According to Dr. Engle, it’s the latter.
“Some of the most important political movements of our time probably started in anger,” she said. The catalyst lies in making meaning of a feeling like anger and channeling it into advocacy, for example.
It’s not about trying to ignore negative feelings entirely, which studies show isn’t effective anyway. Rather, it’s a choice between focusing on the transgressor and making sure they pay, or deciding that the 17th-century English poet and orator George Herbert was right: Living well is the best revenge.
Dylan Marron, a writer and performer who focuses on L.G.B.T. issues, recently gave a TED Talk in which he discussed how he addresses the hateful messages he gets in response to his videos. He reaches out to them to ask, “Why did you write that?”
A digital video maker, Mr. Marron became popular — some of his content went viral, and responses to his work began to pour in.
“Unfortunately, the flip side of success on the internet is internet hate,” he said. After initially responding by blocking and muting people, he began to wonder if some of the negative messages and comments he was getting could be starting points for conversations rather than dead ends.
“I wanted to confront my detractors,” he said, “not to shame them, but to simply ask why they wrote that negative thing about me. And then see where the conversation could go from there.”

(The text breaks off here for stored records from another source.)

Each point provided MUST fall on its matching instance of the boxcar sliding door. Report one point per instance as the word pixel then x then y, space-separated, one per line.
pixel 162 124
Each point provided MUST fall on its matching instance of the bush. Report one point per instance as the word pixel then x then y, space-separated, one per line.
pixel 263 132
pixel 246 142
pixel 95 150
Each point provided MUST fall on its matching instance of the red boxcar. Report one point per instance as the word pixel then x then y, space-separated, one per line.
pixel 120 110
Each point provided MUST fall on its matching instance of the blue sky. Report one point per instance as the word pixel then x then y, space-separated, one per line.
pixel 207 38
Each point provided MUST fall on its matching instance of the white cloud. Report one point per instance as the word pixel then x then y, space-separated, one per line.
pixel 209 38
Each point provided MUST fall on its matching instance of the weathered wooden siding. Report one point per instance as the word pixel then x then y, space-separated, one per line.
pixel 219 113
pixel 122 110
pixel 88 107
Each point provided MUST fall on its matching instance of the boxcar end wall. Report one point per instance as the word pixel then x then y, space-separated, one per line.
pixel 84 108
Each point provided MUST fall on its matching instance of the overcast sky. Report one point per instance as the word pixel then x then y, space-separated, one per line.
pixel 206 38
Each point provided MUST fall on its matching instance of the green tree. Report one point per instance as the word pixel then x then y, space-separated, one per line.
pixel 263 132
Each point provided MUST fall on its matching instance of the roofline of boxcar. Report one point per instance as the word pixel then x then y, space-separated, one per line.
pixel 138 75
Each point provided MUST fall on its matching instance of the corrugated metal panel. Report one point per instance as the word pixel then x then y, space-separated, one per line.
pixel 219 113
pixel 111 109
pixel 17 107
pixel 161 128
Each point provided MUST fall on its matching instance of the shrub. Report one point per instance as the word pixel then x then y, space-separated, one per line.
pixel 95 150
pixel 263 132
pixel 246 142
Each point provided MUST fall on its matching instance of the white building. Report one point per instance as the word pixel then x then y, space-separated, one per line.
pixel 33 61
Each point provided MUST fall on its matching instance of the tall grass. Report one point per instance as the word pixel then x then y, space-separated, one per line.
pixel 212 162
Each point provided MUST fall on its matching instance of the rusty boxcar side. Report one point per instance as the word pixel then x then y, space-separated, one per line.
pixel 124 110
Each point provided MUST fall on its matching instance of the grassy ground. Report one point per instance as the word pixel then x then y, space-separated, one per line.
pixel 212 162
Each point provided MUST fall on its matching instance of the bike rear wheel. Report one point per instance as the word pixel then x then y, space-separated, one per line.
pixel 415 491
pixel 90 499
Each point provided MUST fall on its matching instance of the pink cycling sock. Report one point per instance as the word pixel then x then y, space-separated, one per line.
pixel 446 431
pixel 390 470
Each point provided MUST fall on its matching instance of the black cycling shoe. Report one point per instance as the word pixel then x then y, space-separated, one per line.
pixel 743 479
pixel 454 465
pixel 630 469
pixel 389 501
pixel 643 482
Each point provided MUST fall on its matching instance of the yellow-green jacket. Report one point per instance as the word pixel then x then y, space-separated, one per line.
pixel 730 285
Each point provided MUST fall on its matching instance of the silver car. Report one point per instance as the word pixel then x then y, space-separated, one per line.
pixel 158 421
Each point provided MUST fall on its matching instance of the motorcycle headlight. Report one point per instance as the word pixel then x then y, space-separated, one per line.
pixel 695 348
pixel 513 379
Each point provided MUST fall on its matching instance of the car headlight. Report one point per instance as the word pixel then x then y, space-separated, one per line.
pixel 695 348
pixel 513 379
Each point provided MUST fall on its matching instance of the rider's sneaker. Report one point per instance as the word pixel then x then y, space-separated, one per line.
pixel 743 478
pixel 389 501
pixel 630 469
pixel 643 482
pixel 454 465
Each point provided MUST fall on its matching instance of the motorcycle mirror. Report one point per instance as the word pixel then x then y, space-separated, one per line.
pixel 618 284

Those conversations became part of a podcast Mr. Marron created called “Conversations With People Who Hate Me.” The dialogue often featured people finding a common ground or similar experience, such as being bullied in high school. Through these conversations, Mr. Marron is able to spin negativity into something that can be leveraged for good.
Moreover, letting go of toxic feelings can give you an added bonus of making you feel powerful — not by exerting power over someone else, but power over yourself.
“A person who feels wronged, betrayed or damaged by another person, group or system, might have lost their sense of personal power, and this can be deeply troubling,” said Tiffany Towers, a clinical and forensic psychologist who has worked with parolees who have chronic recidivism issues.
She said a person can develop a type of tunnel vision and start to believe that they can regain their power only by taking revenge when in fact, the power lies in the letting go.
What it comes down to is this: We can’t control when toxic emotions flood our minds, but we can control what we do in response to them. Seeking revenge or payback may seem like a good idea at the time, but in the long run it’ll likely only do us a disservice. The better option is to turn inward, finding the root of that feeling and either using it as a learning experience or warning flag as we move forward to something better.
“If you focus your attention on getting yourself emotionally, mentally and physically healthier,” Dr. Towers added, “not only will you feel better, but you will be able to handle future difficulties with more grace and wisdom.”
Caroline Cox is a writer and editor living in Atlanta.